Türk Yıldız Savaşları’na yeniden yapım demek gerçekten yanlış bir isim. Flash Gordon, Planet of the Apes (Maymunlar Gezegeni), Forbidden Planet( Yasak Gezegen), Battlestar Galactica(Yıldız Savaşları) gibi birçok filmden öğeler içeriyor ve konusu Star Wars'tan çok farklı. Adını Star Wars'ın özel efekt görüntülerini kullanmasından alıyor. Yani bu açıdan diğer Türk filmlerine benzemiyor.
Türk yeniden yapım filmleriyle diğer ülkelerdeki uluslararası yeniden yapımlar arasında çok temel bir fark olup olmadığından emin değilim. Kendi başına gerçek bir tür değil, bu yüzden çok fazla çeşitlilik var. Bazıları sahneleri bire bir aynı çekiyor; Şeytan(1974) buna yakın bir örnek. Kartal Yuvası (1974 yılında Straw Dogs'dan uyarlanan) veya Cellat (1975 yılında Death Wish’ten uyarlanan) gibi bazıları, farklı politik veya sosyal durumlara uyacak şekilde değiştiriliyor.

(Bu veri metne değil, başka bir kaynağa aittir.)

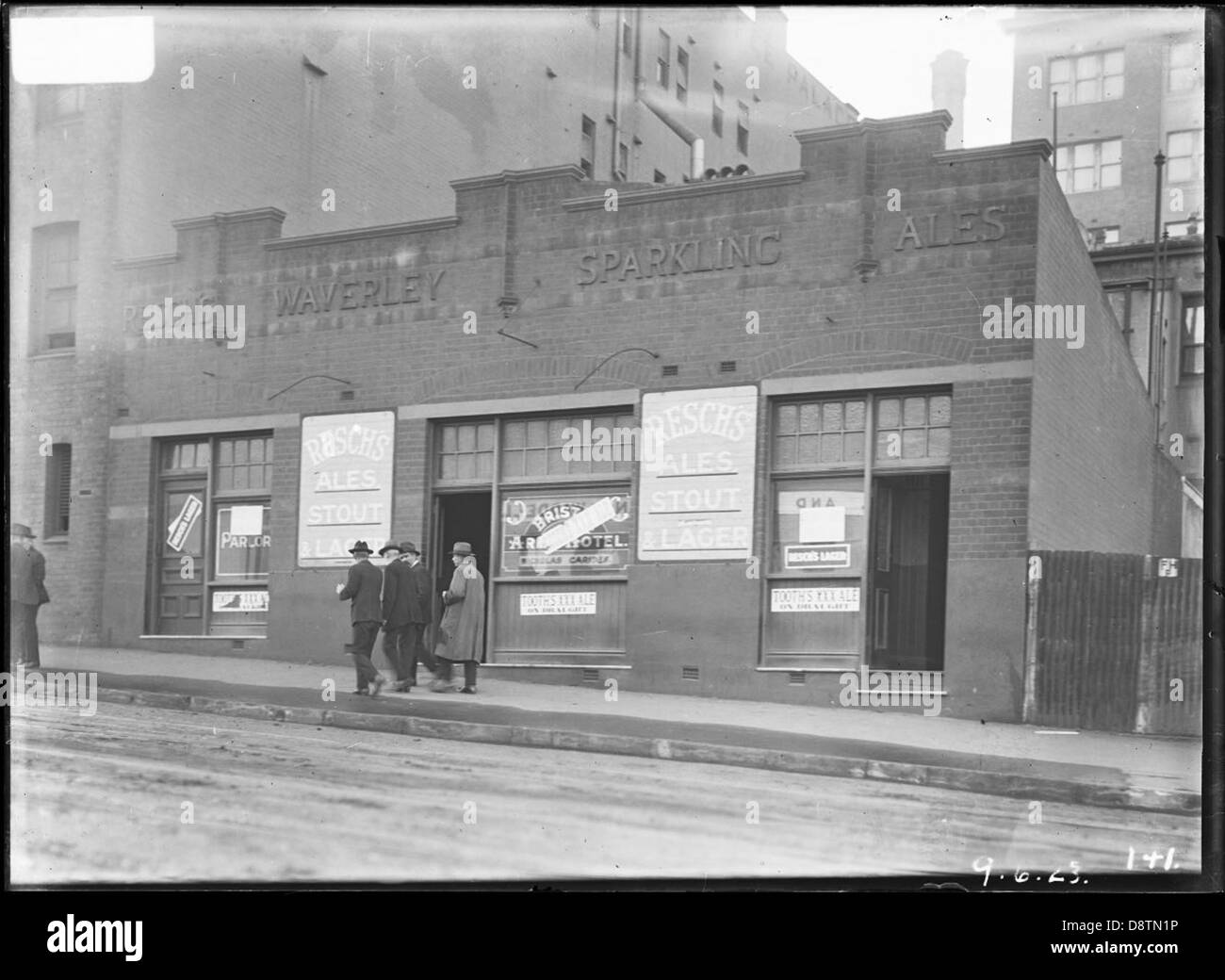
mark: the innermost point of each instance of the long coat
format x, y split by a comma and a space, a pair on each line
420, 593
462, 631
364, 588
27, 571
397, 595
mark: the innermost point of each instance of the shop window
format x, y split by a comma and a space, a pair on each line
579, 446
213, 535
1184, 157
466, 452
1089, 167
1192, 360
59, 490
1086, 78
1184, 57
54, 286
913, 428
812, 435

Belki de Türk yeniden yapımlarını diğerlerinden ayıran tek şey tekniktir. Yeşilçam filmleri 60'lı yıllarda Hollywood'da pek yaygın olmayan 70-75 dakikalık bir gösterim süresini hedefleme eğilimindeydi. Ve hepsi benzer (ve sınırlı) ekipmanlarla filme alındığı için homojen bir görünüme sahip olma eğilimindeler. Bu filmler 60'lı ve 70'li yıllardaki birçok Amerikan filmlerine benziyor; hepsi aşağı yukarı aynı şekilde yapıldı, dolayısıyla içerik farklı olsa bile çoğu benzer görünüyor.
Restorasyonun tamamlanmasının ardından filme yönelik izleyicilerin ve eleştirmenlerin tepkileri nasıl oldu?
Gördüğüm ve duyduğum tüm yorumlar çok olumluydu! İngiltere'de birçok gösterim yapıldı. Birkaç tanesinde ben de bulundum ve kalabalık bundan gerçekten keyif alıyor gibi görünüyordu. Çoğu kişi filmi daha önce düşük çözünürlüklü, çok düşük kaliteli YouTube sürümüyle izlemişti.
Filmle ilgili kişisel anılarınız ve projeyi tamamladıktan sonraki duygusal deneyimleriniz nelerdir?
Dünyayı Kurtaran Adam'ı ilk kez Google Video'da gördüm. Bir arkadaşım bilgisayarını eski tüplü televizyonuna bağladı ve birkaç arkadaş birlikte izledik. Bulanıktı ama vahşi, büyüleyici ve amansızca eğlenceliydi. Aynı zamanda filmlerin sınırları aştığı uyarlanma, yeniden mikslenme ve yeniden yapılma biçimlerine ilgimi çeken, kafamda bu kıvılcımı başlatan ilk filmlerden biriydi.
Restorasyonu izleyicilerle paylaşabilmek heyecan vericiydi. Mükemmel olmasa da daha fazla insanın bu çılgın fantastik macera filmini, düşük çözünürlüklü YouTube videosundan çok daha yüksek kalitede izleyebildiğine çok sevindim.
Türk sinemasının öne çıkan yönetmenleri ve filmleri hakkında düşüncelerinizi paylaşır mısınız?
Bunu uzmanlara bırakmam gerektiğini düşünüyorum…
Türk sinemasının uluslararası alanda tanınırlığının artması için neler yapılabileceğini düşünüyorsunuz?
Bunun bir dereceye kadar başladığını düşünüyorum. Örneğin, son birkaç yıldır bir sürü Türk TV programı ve filmleri Amerika'da Netflix'te izlenebilecek hale geldi. Bu büyük bir başarı!
Türk sinemasında en sevdiğiniz film ve yönetmen hangisidir?
Favorileri seçme konusunda iyi değilim. Yine de şunu söyleyeceğim. Yıllar boyunca Türkiye'de Yılmaz Güney'den Metin Erksan'a, Nuri Bilge Ceylan'a kadar muhteşem, parlak yönetmenler çıktı. Her ne kadar onların çalışmalarına her zaman hayran olsam da en çok keyif aldığım filmler macera ve kaçış dolu olanlar. O yüzden iş oraya geldiğinde Çetin İnanç, Yılmaz Atadeniz gibi yönetmenlere, 3 Dev Adam, Çeko ve Cüneyt Arkın’ın aksiyon filmlerine yöneleceğim.